Regulation of insurance under the National Credit Code
Credit-related insurance
Credit-related insurance contracts are regulated under Part 8 of the National Credit Code (the “Code”). A credit-related insurance contract is a contract for insurance that is in connection with a consumer credit contract regulated by the Code and that is one of the following types:
consumer credit insurance (“CCI”);
mortgaged property insurance; or
insurance prescribed by the National Consumer Credit Regulations 2010 (Cth) (the “Regulations”) - as of the date of this article, none is prescribed under the Regulations.
The Code does not apply to insurance for an extended warranty for goods, or insurance over property that is not mortgaged to secure obligations under a regulated credit contract.

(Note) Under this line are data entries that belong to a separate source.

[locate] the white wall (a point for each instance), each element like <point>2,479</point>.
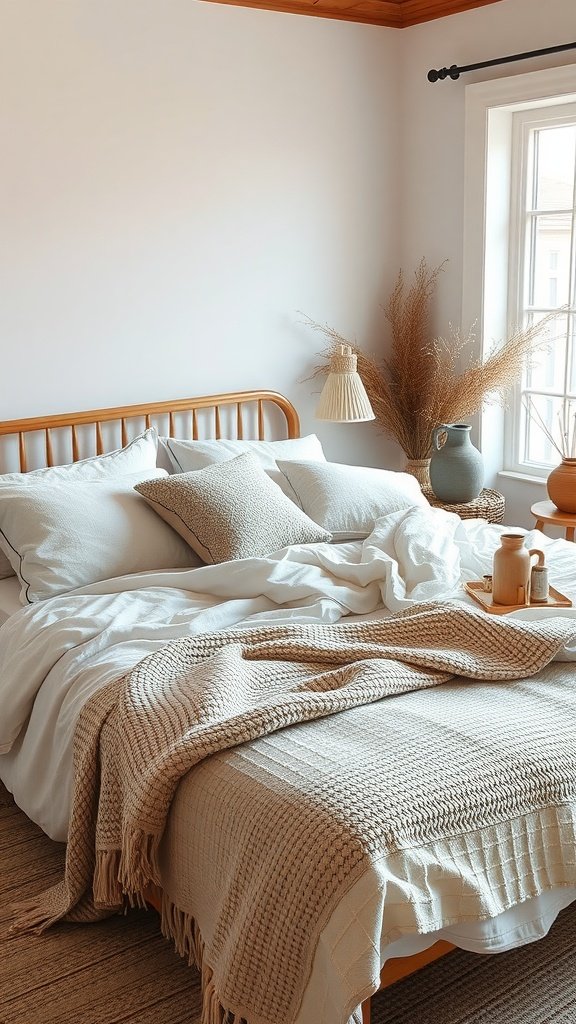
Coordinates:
<point>177,180</point>
<point>433,144</point>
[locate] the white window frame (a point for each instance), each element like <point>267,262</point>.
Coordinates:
<point>486,270</point>
<point>524,123</point>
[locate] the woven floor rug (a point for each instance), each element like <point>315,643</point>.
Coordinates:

Prohibition on compulsory insurance
With some limited exceptions, the Code does not allow a credit provider or a supplier of goods or services to require a debtor or guarantor to take out insurance or to pay the cost of insurance taken out or arranged by the credit provider or supplier. In addition, credit providers and suppliers must not represent to a debtor or guarantor that they are required to pay the cost of such insurance.
The above prohibition does not apply to the following types of insurance:
compulsory third party personal injury insurance;
mortgage indemnity insurance (also known as lenders mortgage insurance); and
insurance over mortgaged property.
A credit provider or supplier is also not allowed to require a debtor or guarantor to take out insurance with a particular insurer (unless the insurer is only one providing the relevant type of insurance) or to make unreasonable requirements as to the terms on which the debtor or guarantor must take out insurance.
Financing mortgaged property insurance
A credit provider must not knowingly provide credit to the debtor to pay the premium or finance the premium on insurance taken out by the debtor over mortgaged property for a period of insurance exceeding 1 year. However, the credit provider may provide credit for or finance successive premium payments for periods of 1 year or less.
In addition, the credit provider must not knowingly debit the premium to the debtor’s account more than 30 days before the beginning of the period of insurance to which it relates.
Commission caps
Any commission paid by an insurer in connection with a consumer credit insurance taken out, or paid for, by the debtor must not exceed 20% of the premium (excluding government charges). The commission cap applies to any commission accepted by the credit provider, the supplier where there is a tied loan contract or continuing credit contract, or the agent of the credit provider or supplier.
If a commission exceeds the 20% cap, the insured is entitled to recover the whole amount or value of the commission from the credit provider or supplier.
The Australian Securities and Investments Commission Act 2001 (Cth) (the “ASIC Act”) gives ASIC the power to set a cap on the value of commissions provided in connection with an add-on insurance product provided to a consumer in connection with the sale or long-term lease of a motor vehicle, the provision of credit connected with the sale or long-term lease of a motor vehicle, or the provision of a warranty in connection with the sale or long-term lease of a motor vehicle. An add-on insurance product includes CCI as well as other risk products typically sold by car dealers. ASIC has not yet set a cap on commissions for these products.
Copy of credit-related insurance contract
If the premium under a credit-related insurance contract is financed under the credit contract, the insurer must ensure that a copy of the policy of the insurance is given to the debtor within 14 days after acceptance of the insurance proposal by the insurer. This requirement does not apply to compulsory third party personal injury insurance.
If the debtor has a beneficial interest in the insurance policy, the credit provider is required to provide the debtor with a written notice setting out the particulars of the policy (as prescribed by the Regulations) within 14 days of the debtor acquiring the beneficial interest.
Credit contract document
If a credit provider knows that the debtor is entering into a credit-related insurance contract and that the insurance is to be financed under the credit contract, the credit contract document must contain:
the name of the insurer;
the amount payable to the insurer, or if it is not ascertainable, its calculation;
the kind of insurance and any other particulars prescribed by the Regulations; and
a statement that commission paid by the insurer for the introduction of the insurance business (if any) is to be paid, and the commission amount (if ascertainable).
Account statements
If, payment to an insurer is made under a credit-related insurance contract which is to be financed under the credit contract during a statement period of a regulated credit contract, the statement of account must contain:
the name of the insurer, the amount paid to the insurer and the kind of insurance; and
if the credit provider is aware of any commission to be paid by the insurer in relation to the insurance contract, the amount of commission (if ascertainable) when the statement is given.
However, the above information is not required to be included in a statement of account if it has previously been disclosed to the debtor in accordance with another provision of the Code.
Hawking prohibition and deferred sales model
Insurance products offered or sold in connection with credit products are subject to the anti-hawking provisions in the Corporations Act 2001 (Cth). For further information, please see our “Anti-hawking explained“ article.
Add-on insurance products are also subject to a deferred sales model under the ASIC Act.